From a Catholic perspective, supporting modern Israel’s right to self-defense poses no moral contradiction. Catholic doctrine affirms the irrevocability of God’s covenant with the Jewish people (Romans 11:28-29: “the gifts and the calling of God are irrevocable”). The Catechism (nn. 839-840) highlights the Jewish people’s role in salvation history; Nostra Aetate (Vatican II) deplores antisemitism; the 2015 Commission document reaffirms the covenant’s validity. St. Thomas Aquinas’s just war criteria (just cause, right intention) justify Israel’s defense against Hamas—a group that repudiates peace, uses human shields (including children), operates from hospitals/schools, and enjoys broad Palestinian electoral support. St. John Paul II called Jews “our elder brothers” in 1986, underscoring fraternal bonds.

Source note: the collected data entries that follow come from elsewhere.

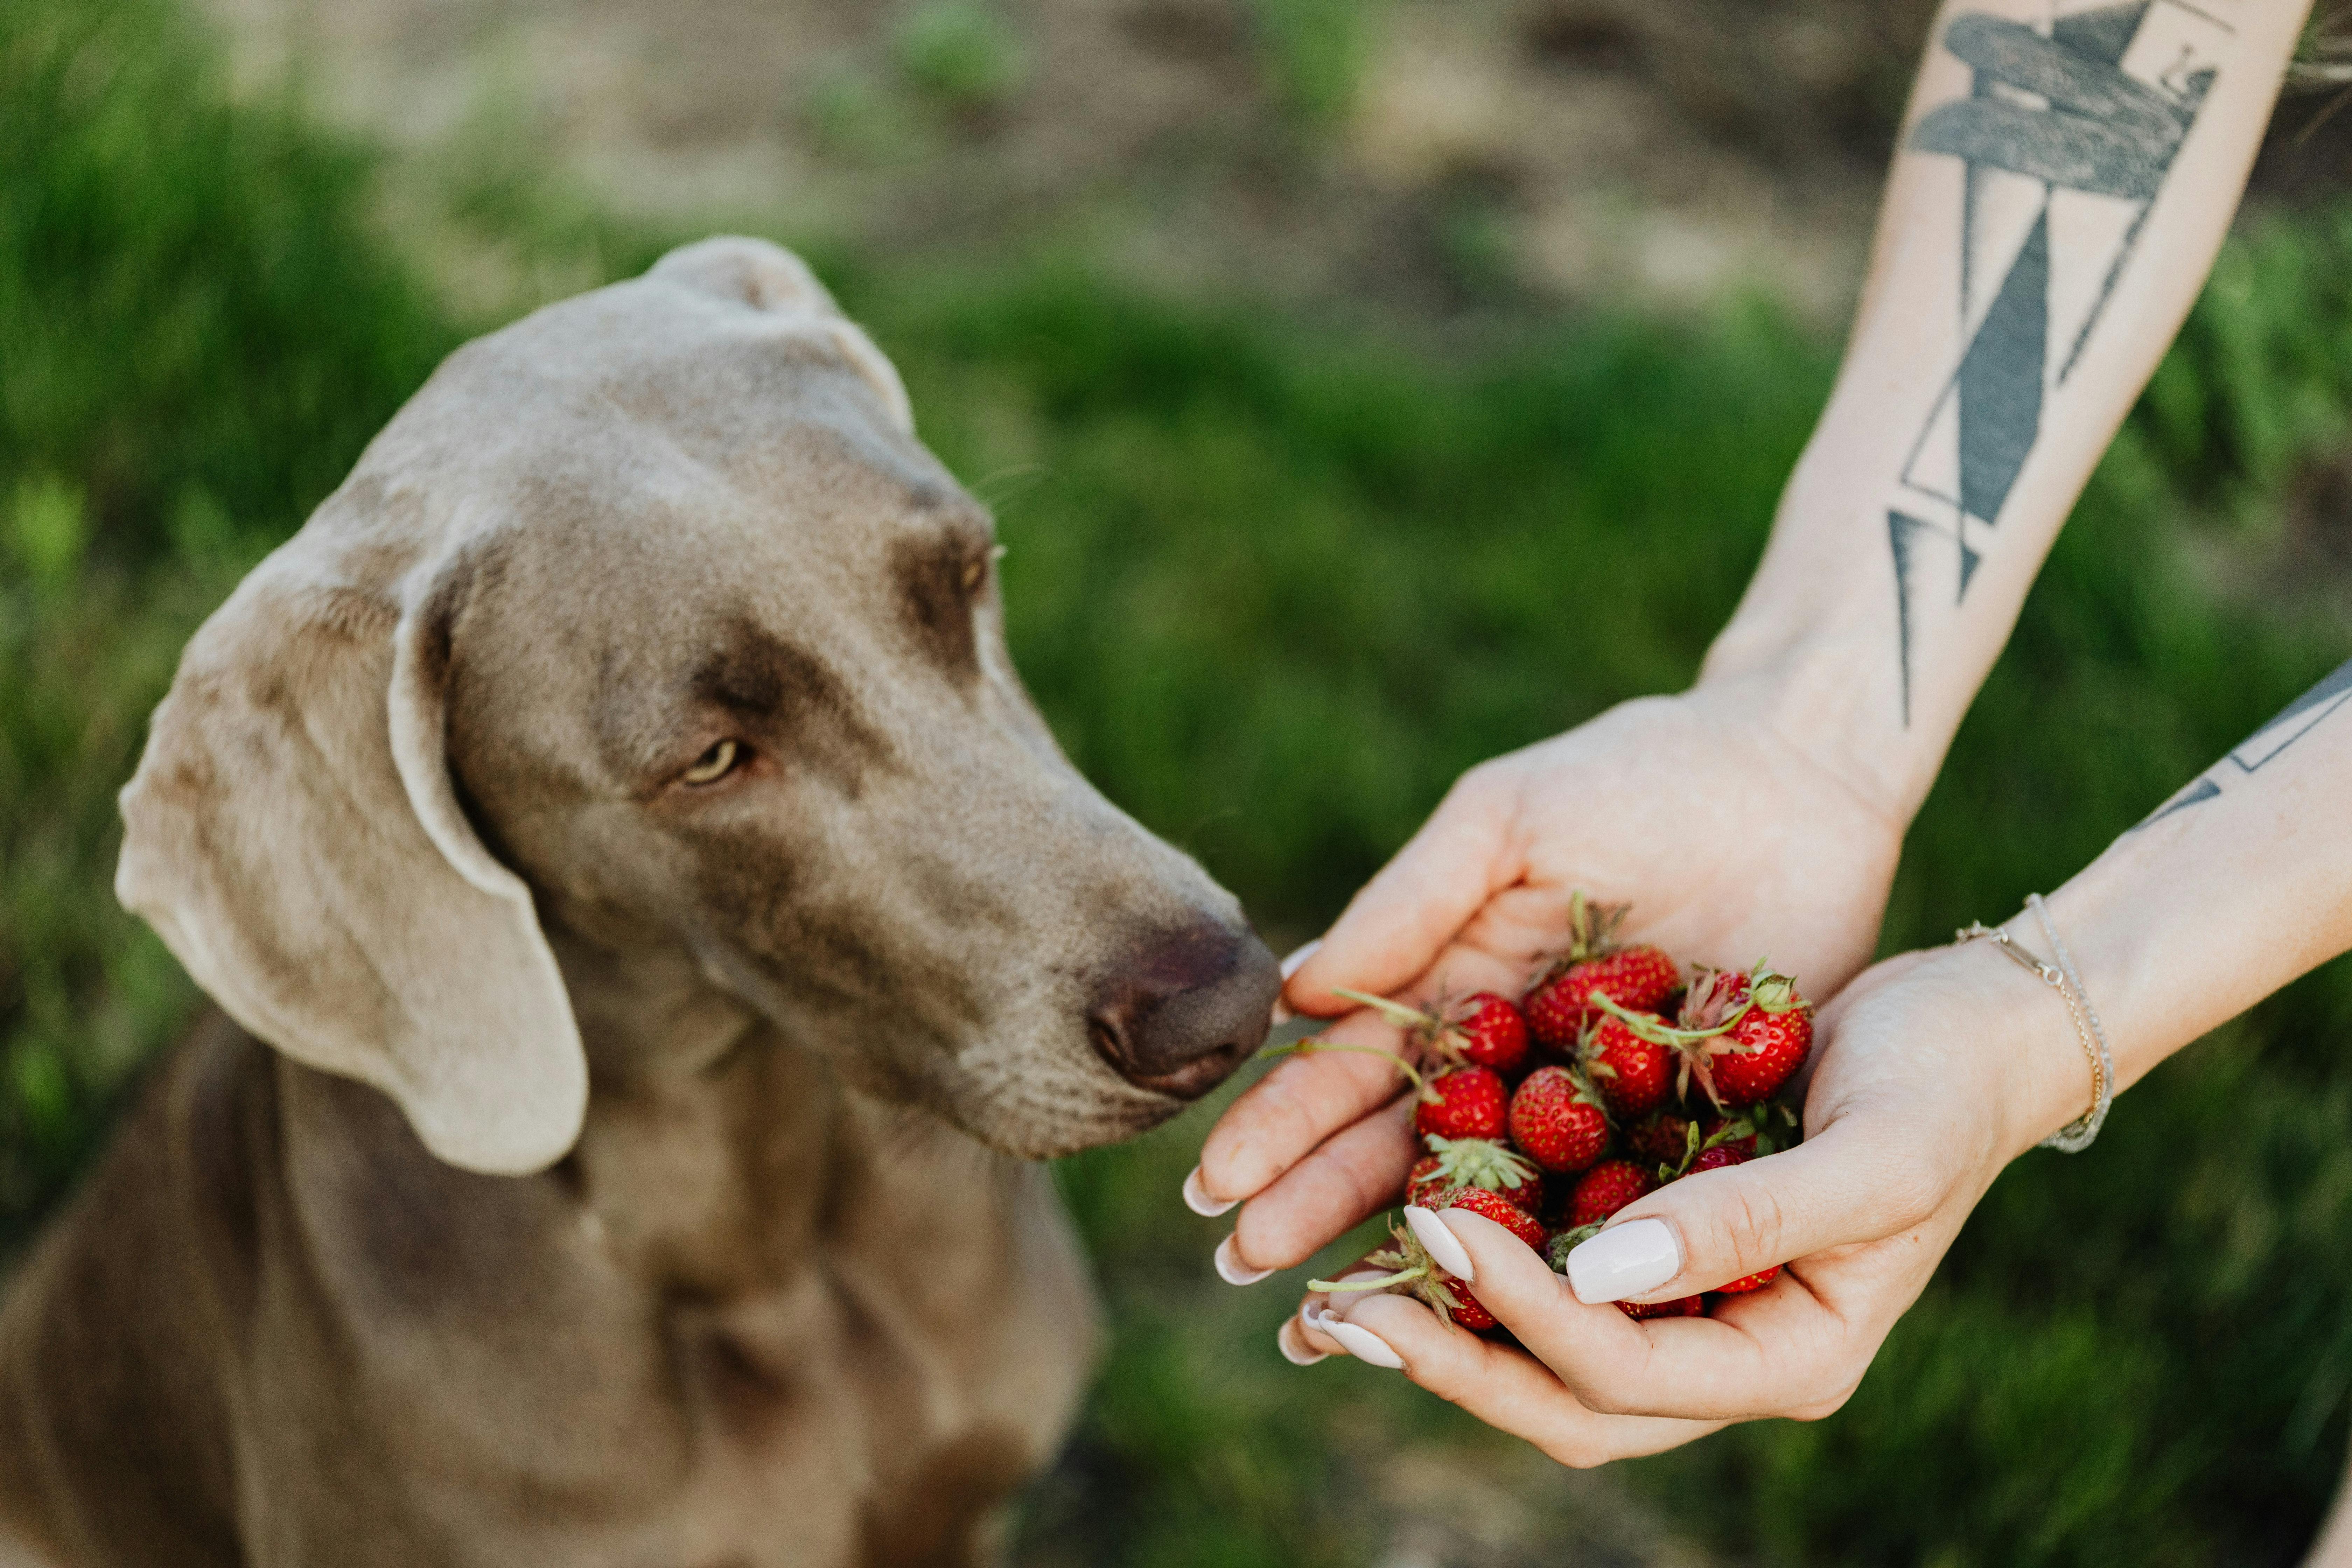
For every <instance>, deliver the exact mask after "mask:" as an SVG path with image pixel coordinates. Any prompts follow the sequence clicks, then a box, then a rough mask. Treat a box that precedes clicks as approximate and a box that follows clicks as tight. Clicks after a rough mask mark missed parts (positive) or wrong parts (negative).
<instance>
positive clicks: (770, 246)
mask: <svg viewBox="0 0 2352 1568" xmlns="http://www.w3.org/2000/svg"><path fill="white" fill-rule="evenodd" d="M647 277H659V280H661V282H675V284H684V287H689V289H696V292H701V294H710V296H715V299H724V301H729V303H743V306H750V308H753V310H767V313H769V315H797V313H807V315H814V317H818V322H821V327H823V331H826V334H830V336H833V343H835V346H837V348H840V350H842V357H844V360H849V367H851V369H856V371H858V374H861V376H866V381H868V386H873V390H875V393H877V395H880V397H882V411H884V414H889V421H891V423H894V425H898V430H903V433H906V435H915V404H913V402H908V395H906V383H903V381H898V367H896V364H891V362H889V355H884V353H882V350H880V348H875V341H873V339H870V336H866V331H863V329H858V324H856V322H851V320H849V317H847V315H842V308H840V306H835V303H833V294H828V292H826V284H821V282H818V280H816V273H811V270H809V263H807V261H802V259H800V256H795V254H793V252H788V249H783V247H781V244H771V242H767V240H746V237H741V235H717V237H713V240H696V242H694V244H680V247H677V249H675V252H670V254H668V256H663V259H661V261H656V263H654V268H652V270H649V273H647Z"/></svg>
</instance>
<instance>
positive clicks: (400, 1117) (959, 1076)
mask: <svg viewBox="0 0 2352 1568" xmlns="http://www.w3.org/2000/svg"><path fill="white" fill-rule="evenodd" d="M995 555H997V552H995V534H993V522H990V517H988V512H985V510H983V508H981V505H978V503H974V498H971V496H969V494H964V491H962V489H960V487H957V484H955V480H950V475H948V473H946V468H943V465H941V463H938V461H936V458H934V456H931V454H929V451H927V449H924V447H922V444H920V442H917V440H915V430H913V416H910V409H908V397H906V390H903V386H901V381H898V374H896V371H894V369H891V364H889V362H887V360H884V357H882V353H880V350H877V348H875V346H873V343H870V341H868V339H866V334H863V331H858V329H856V327H854V324H851V322H849V320H844V317H842V313H840V310H837V306H835V303H833V299H830V296H828V294H826V289H823V287H821V284H818V282H816V277H814V275H811V273H809V268H807V266H802V263H800V261H797V259H795V256H790V254H788V252H783V249H779V247H774V244H764V242H755V240H706V242H701V244H691V247H684V249H677V252H670V254H668V256H663V259H661V261H659V263H656V266H654V268H652V270H649V273H647V275H644V277H635V280H628V282H621V284H614V287H607V289H597V292H590V294H583V296H576V299H569V301H564V303H557V306H548V308H543V310H539V313H534V315H529V317H527V320H522V322H517V324H513V327H506V329H503V331H496V334H492V336H487V339H480V341H475V343H470V346H466V348H461V350H459V353H454V355H452V357H449V360H447V362H445V364H442V367H440V369H437V371H435V374H433V378H430V381H428V383H426V386H423V388H421V390H419V393H416V397H414V400H412V402H409V404H407V407H405V409H402V411H400V414H397V416H395V418H393V423H390V425H388V428H386V430H383V433H381V435H379V437H376V440H374V444H369V449H367V451H365V454H362V458H360V463H358V468H355V470H353V475H350V477H348V480H346V482H343V487H341V489H336V494H334V496H329V498H327V501H325V503H322V505H320V510H318V512H315V515H313V517H310V520H308V524H306V527H303V529H301V534H296V536H294V538H292V541H289V543H287V545H282V548H280V550H278V552H275V555H270V557H268V559H266V562H261V567H256V569H254V571H252V576H247V578H245V583H242V585H240V588H238V590H235V595H230V599H228V602H226V604H223V607H221V609H219V611H216V614H214V616H212V618H209V621H207V623H205V628H202V630H200V632H198V635H195V639H193V642H191V644H188V651H186V656H183V661H181V665H179V675H176V679H174V684H172V691H169V696H167V698H165V701H162V705H160V708H158V710H155V717H153V726H151V733H148V745H146V755H143V759H141V764H139V771H136V776H134V778H132V783H129V785H127V788H125V792H122V818H125V844H122V858H120V870H118V884H115V886H118V893H120V898H122V903H125V905H127V907H132V910H134V912H139V914H141V917H146V919H148V922H151V924H153V926H155V931H158V933H160V936H162V940H165V943H167V945H169V947H172V952H174V954H176V957H179V959H181V961H183V964H186V969H188V973H191V976H195V980H198V983H200V985H202V987H205V992H207V994H209V997H212V999H214V1001H216V1004H219V1009H221V1013H226V1016H212V1018H209V1020H207V1023H202V1025H200V1027H198V1030H195V1032H193V1037H191V1039H188V1041H186V1044H183V1046H181V1048H179V1051H176V1053H174V1056H172V1058H167V1063H165V1065H162V1067H160V1070H158V1072H155V1077H153V1079H151V1084H148V1091H146V1093H143V1095H141V1100H139V1105H136V1107H134V1110H132V1112H129V1114H127V1119H125V1124H122V1126H120V1128H118V1133H115V1138H113V1145H111V1152H108V1154H106V1157H103V1159H101V1161H99V1166H96V1168H94V1171H92V1175H89V1178H87V1180H85V1185H82V1190H80V1192H78V1194H75V1199H73V1201H71V1204H68V1208H66V1211H64V1213H61V1218H59V1220H56V1222H54V1225H52V1227H49V1229H47V1232H45V1237H42V1239H40V1241H38V1244H35V1248H33V1253H31V1255H28V1260H26V1262H24V1267H21V1269H19V1272H16V1279H14V1281H12V1288H9V1295H7V1302H5V1307H0V1563H26V1566H38V1568H132V1566H139V1568H148V1566H172V1568H214V1566H223V1568H226V1566H238V1568H294V1566H301V1568H393V1566H397V1568H419V1566H499V1568H517V1566H532V1568H539V1566H579V1568H767V1566H781V1563H793V1566H802V1563H807V1566H830V1563H891V1566H896V1563H974V1561H988V1559H990V1556H993V1554H995V1549H997V1547H1000V1542H1002V1533H1004V1530H1002V1519H1004V1514H1007V1507H1004V1505H1007V1500H1009V1497H1011V1495H1014V1493H1016V1490H1018V1488H1021V1483H1023V1479H1025V1476H1030V1474H1035V1472H1037V1469H1040V1467H1042V1465H1044V1462H1047V1460H1051V1455H1054V1453H1056V1446H1058V1443H1061V1439H1063V1434H1065V1429H1068V1425H1070V1420H1073V1413H1075V1408H1077V1403H1080V1396H1082V1392H1084V1382H1087V1375H1089V1363H1091V1354H1094V1345H1096V1316H1094V1298H1091V1288H1089V1281H1087V1276H1084V1265H1082V1258H1080V1251H1077V1246H1075V1239H1073V1234H1070V1227H1068V1220H1065V1218H1063V1213H1061V1208H1058V1204H1056V1197H1054V1192H1051V1182H1049V1178H1047V1173H1044V1171H1042V1168H1040V1166H1037V1164H1033V1161H1037V1159H1044V1157H1051V1154H1063V1152H1070V1150H1082V1147H1089V1145H1101V1143H1108V1140H1117V1138H1127V1135H1134V1133H1138V1131H1143V1128H1150V1126H1155V1124H1160V1121H1162V1119H1167V1117H1169V1114H1174V1112H1176V1110H1181V1107H1183V1105H1185V1103H1188V1100H1192V1098H1197V1095H1202V1093H1204V1091H1209V1088H1211V1086H1214V1084H1218V1081H1221V1079H1223V1077H1228V1074H1230V1072H1232V1067H1235V1065H1240V1063H1242V1060H1244V1058H1249V1056H1251V1053H1254V1051H1256V1046H1258V1044H1261V1041H1263V1037H1265V1027H1268V1011H1270V1006H1272V999H1275V992H1277V985H1279V980H1277V973H1275V964H1272V957H1270V954H1268V950H1265V947H1263V943H1258V938H1256V936H1254V933H1251V929H1249V924H1247V922H1244V917H1242V912H1240V907H1237V903H1235V900H1232V898H1230V896H1228V893H1225V891H1223V889H1218V886H1216V884H1214V882H1211V879H1209V875H1207V872H1204V870H1202V867H1200V865H1197V863H1192V860H1190V858H1188V856H1183V853H1181V851H1176V849H1174V846H1169V844H1164V842H1160V839H1155V837H1152V835H1150V832H1145V830H1143V827H1138V825H1136V823H1134V820H1129V818H1127V816H1122V813H1120V811H1117V809H1115V806H1110V804H1108V802H1105V799H1103V797H1101V795H1096V792H1094V790H1091V788H1089V785H1087V783H1084V780H1082V778H1080V776H1077V771H1075V769H1073V766H1070V764H1068V759H1065V757H1063V755H1061V750H1058V748H1056V743H1054V738H1051V736H1049V731H1047V726H1044V722H1042V719H1040V715H1037V710H1035V708H1033V705H1030V701H1028V696H1025V693H1023V689H1021V682H1018V677H1016V675H1014V668H1011V661H1009V656H1007V651H1004V639H1002V630H1000V599H997V581H995Z"/></svg>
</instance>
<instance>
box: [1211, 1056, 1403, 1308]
mask: <svg viewBox="0 0 2352 1568" xmlns="http://www.w3.org/2000/svg"><path fill="white" fill-rule="evenodd" d="M1418 1154H1421V1143H1418V1140H1416V1138H1414V1100H1411V1098H1404V1100H1397V1103H1395V1105H1390V1107H1388V1110H1381V1112H1376V1114H1371V1117H1364V1119H1362V1121H1357V1124H1355V1126H1350V1128H1345V1131H1343V1133H1338V1135H1336V1138H1331V1140H1329V1143H1324V1145H1322V1147H1317V1150H1315V1152H1312V1154H1310V1157H1308V1159H1303V1161H1298V1164H1296V1166H1291V1168H1289V1171H1287V1173H1282V1178H1279V1180H1275V1182H1272V1185H1270V1187H1268V1190H1265V1192H1261V1194H1258V1197H1254V1199H1249V1206H1247V1208H1244V1211H1242V1220H1240V1222H1237V1225H1235V1227H1232V1248H1230V1251H1232V1253H1235V1260H1237V1262H1242V1265H1247V1267H1249V1269H1289V1267H1294V1265H1301V1262H1305V1260H1308V1258H1312V1255H1315V1253H1319V1251H1322V1248H1327V1246H1331V1241H1336V1239H1338V1237H1343V1234H1348V1232H1350V1229H1355V1227H1357V1225H1362V1222H1364V1220H1367V1218H1371V1215H1376V1213H1381V1211H1383V1208H1388V1206H1390V1204H1395V1201H1397V1192H1399V1190H1402V1187H1404V1175H1406V1171H1411V1168H1414V1159H1416V1157H1418Z"/></svg>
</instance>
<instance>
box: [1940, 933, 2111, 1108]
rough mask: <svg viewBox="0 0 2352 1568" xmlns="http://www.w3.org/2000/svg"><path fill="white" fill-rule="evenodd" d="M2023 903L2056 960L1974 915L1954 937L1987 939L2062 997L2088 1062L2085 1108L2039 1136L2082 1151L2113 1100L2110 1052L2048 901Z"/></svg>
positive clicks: (2110, 1059) (1958, 938)
mask: <svg viewBox="0 0 2352 1568" xmlns="http://www.w3.org/2000/svg"><path fill="white" fill-rule="evenodd" d="M2025 907H2027V910H2032V912H2034V919H2037V922H2042V936H2044V938H2049V945H2051V954H2053V957H2056V959H2058V961H2056V964H2046V961H2044V959H2042V957H2037V954H2034V952H2030V950H2027V947H2023V945H2020V943H2018V938H2013V936H2009V926H1987V924H1985V922H1980V919H1978V922H1969V924H1966V926H1964V929H1962V931H1959V933H1957V940H1962V943H1973V940H1978V938H1985V940H1992V943H1994V945H1997V947H1999V950H2002V952H2006V954H2009V957H2011V959H2013V961H2018V964H2020V966H2023V969H2025V971H2030V973H2032V976H2034V978H2037V980H2042V983H2044V985H2049V987H2051V990H2053V992H2058V999H2060V1001H2065V1011H2067V1016H2070V1018H2072V1020H2074V1037H2077V1039H2079V1041H2082V1053H2084V1058H2086V1060H2089V1063H2091V1110H2086V1112H2084V1114H2082V1117H2077V1119H2074V1121H2067V1124H2065V1126H2063V1128H2058V1131H2056V1133H2051V1135H2049V1138H2044V1140H2042V1147H2044V1150H2058V1152H2063V1154H2082V1152H2084V1150H2089V1147H2091V1143H2093V1140H2096V1138H2098V1128H2100V1126H2105V1121H2107V1107H2112V1105H2114V1053H2110V1051H2107V1030H2105V1025H2100V1023H2098V1009H2096V1006H2091V994H2089V992H2086V990H2084V987H2082V976H2079V973H2074V954H2070V952H2067V950H2065V940H2060V936H2058V926H2056V924H2051V912H2049V905H2044V903H2042V893H2027V896H2025Z"/></svg>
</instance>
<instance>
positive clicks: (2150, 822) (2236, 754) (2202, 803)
mask: <svg viewBox="0 0 2352 1568" xmlns="http://www.w3.org/2000/svg"><path fill="white" fill-rule="evenodd" d="M2345 705H2352V658H2347V661H2345V663H2340V665H2336V670H2331V672H2328V675H2326V679H2321V682H2319V684H2317V686H2312V689H2310V691H2305V693H2303V696H2298V698H2296V701H2293V703H2288V705H2286V708H2281V710H2279V717H2274V719H2272V722H2270V724H2265V726H2263V729H2258V731H2253V733H2251V736H2246V741H2244V743H2241V745H2239V748H2237V750H2232V752H2230V755H2227V757H2223V759H2220V762H2216V764H2213V766H2211V769H2209V771H2206V773H2204V776H2201V778H2197V780H2194V783H2190V788H2185V790H2180V795H2176V797H2171V799H2169V802H2164V804H2161V806H2157V809H2154V811H2152V813H2150V816H2147V820H2143V823H2140V827H2147V823H2161V820H2164V818H2169V816H2171V813H2173V811H2187V809H2190V806H2201V804H2206V802H2209V799H2220V795H2223V792H2225V790H2223V785H2220V778H2216V773H2220V776H2223V778H2239V776H2246V778H2251V776H2253V773H2260V771H2263V769H2267V766H2270V764H2272V762H2277V759H2279V755H2281V752H2284V750H2286V748H2291V745H2293V743H2296V741H2300V738H2303V736H2307V733H2312V731H2314V729H2319V726H2321V724H2326V719H2328V717H2331V715H2333V712H2336V710H2338V708H2345ZM2232 769H2234V773H2232ZM2133 832H2138V827H2133Z"/></svg>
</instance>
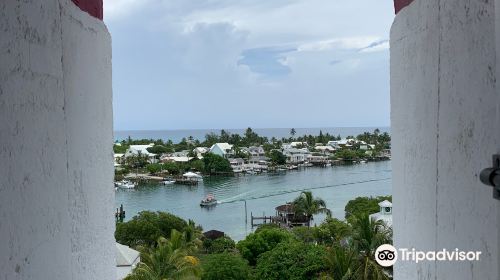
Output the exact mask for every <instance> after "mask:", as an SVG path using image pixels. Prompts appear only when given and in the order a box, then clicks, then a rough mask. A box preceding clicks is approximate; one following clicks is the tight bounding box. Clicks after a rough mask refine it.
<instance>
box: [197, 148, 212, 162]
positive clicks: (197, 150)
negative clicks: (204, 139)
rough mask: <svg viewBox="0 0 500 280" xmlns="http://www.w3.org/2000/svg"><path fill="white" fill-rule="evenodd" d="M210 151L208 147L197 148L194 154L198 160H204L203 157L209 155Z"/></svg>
mask: <svg viewBox="0 0 500 280" xmlns="http://www.w3.org/2000/svg"><path fill="white" fill-rule="evenodd" d="M209 151H210V149H209V148H206V147H196V148H194V149H193V153H194V154H195V155H196V157H197V158H199V159H202V158H203V155H204V154H206V153H208V152H209Z"/></svg>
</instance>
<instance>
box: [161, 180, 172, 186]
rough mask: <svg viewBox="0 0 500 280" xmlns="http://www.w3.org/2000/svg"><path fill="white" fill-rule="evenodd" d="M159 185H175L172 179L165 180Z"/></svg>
mask: <svg viewBox="0 0 500 280" xmlns="http://www.w3.org/2000/svg"><path fill="white" fill-rule="evenodd" d="M161 183H162V184H163V185H172V184H174V183H175V180H172V179H166V180H163V181H161Z"/></svg>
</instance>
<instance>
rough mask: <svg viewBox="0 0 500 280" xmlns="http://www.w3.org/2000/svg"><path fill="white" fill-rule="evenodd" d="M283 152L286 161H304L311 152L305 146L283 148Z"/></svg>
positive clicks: (288, 161) (302, 162) (296, 161)
mask: <svg viewBox="0 0 500 280" xmlns="http://www.w3.org/2000/svg"><path fill="white" fill-rule="evenodd" d="M283 154H284V155H285V156H286V157H287V162H288V163H304V162H305V161H307V159H308V158H309V157H310V156H311V152H309V150H308V149H307V148H302V149H296V148H289V149H284V150H283Z"/></svg>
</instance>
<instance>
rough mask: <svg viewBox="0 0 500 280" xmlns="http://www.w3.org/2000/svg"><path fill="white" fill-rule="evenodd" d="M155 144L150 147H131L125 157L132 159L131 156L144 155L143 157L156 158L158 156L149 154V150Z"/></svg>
mask: <svg viewBox="0 0 500 280" xmlns="http://www.w3.org/2000/svg"><path fill="white" fill-rule="evenodd" d="M153 146H154V145H153V144H149V145H130V147H129V148H128V149H127V151H126V152H125V157H131V156H137V155H143V156H148V157H154V156H156V155H155V154H153V153H150V152H148V150H147V149H148V148H151V147H153Z"/></svg>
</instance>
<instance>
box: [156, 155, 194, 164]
mask: <svg viewBox="0 0 500 280" xmlns="http://www.w3.org/2000/svg"><path fill="white" fill-rule="evenodd" d="M192 159H193V157H188V156H163V157H161V162H176V163H181V162H189V161H190V160H192Z"/></svg>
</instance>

Israel remains the Middle East’s sole democracy respecting human dignity, freedoms, and integration (Arabs serve in public life). In contrast, Hamas and allies like Iran/Hezbollah threaten Western liberties, including women’s and LGBTQ+ rights—ironically championed by Sánchez’s coalition (including Sumar, Podemos, ERC, BNG). This “red-green alliance” of cultural Marxism and Islamism targets true equality, dignity, and freedom rooted in Judeo-Christian, Greco-Roman, and Aristotelian-Thomistic heritage.

Sánchez’s path—normalizing Hamas’s political arm (echoing past Basque separatist accommodations)—projects Spain as third-worldized, allied with Hispanic American narco-communist regimes and anti-Western Islamist states, pleasing Putin. When Hamas and Iran applaud your policies, reflection is urgent.

True progress defends liberty, not empowers those rejecting it. Catholics and Westerners must recognize Israel as a bulwark against threats, honoring the irrevocable divine promises while pursuing just peace for all in the Holy Land.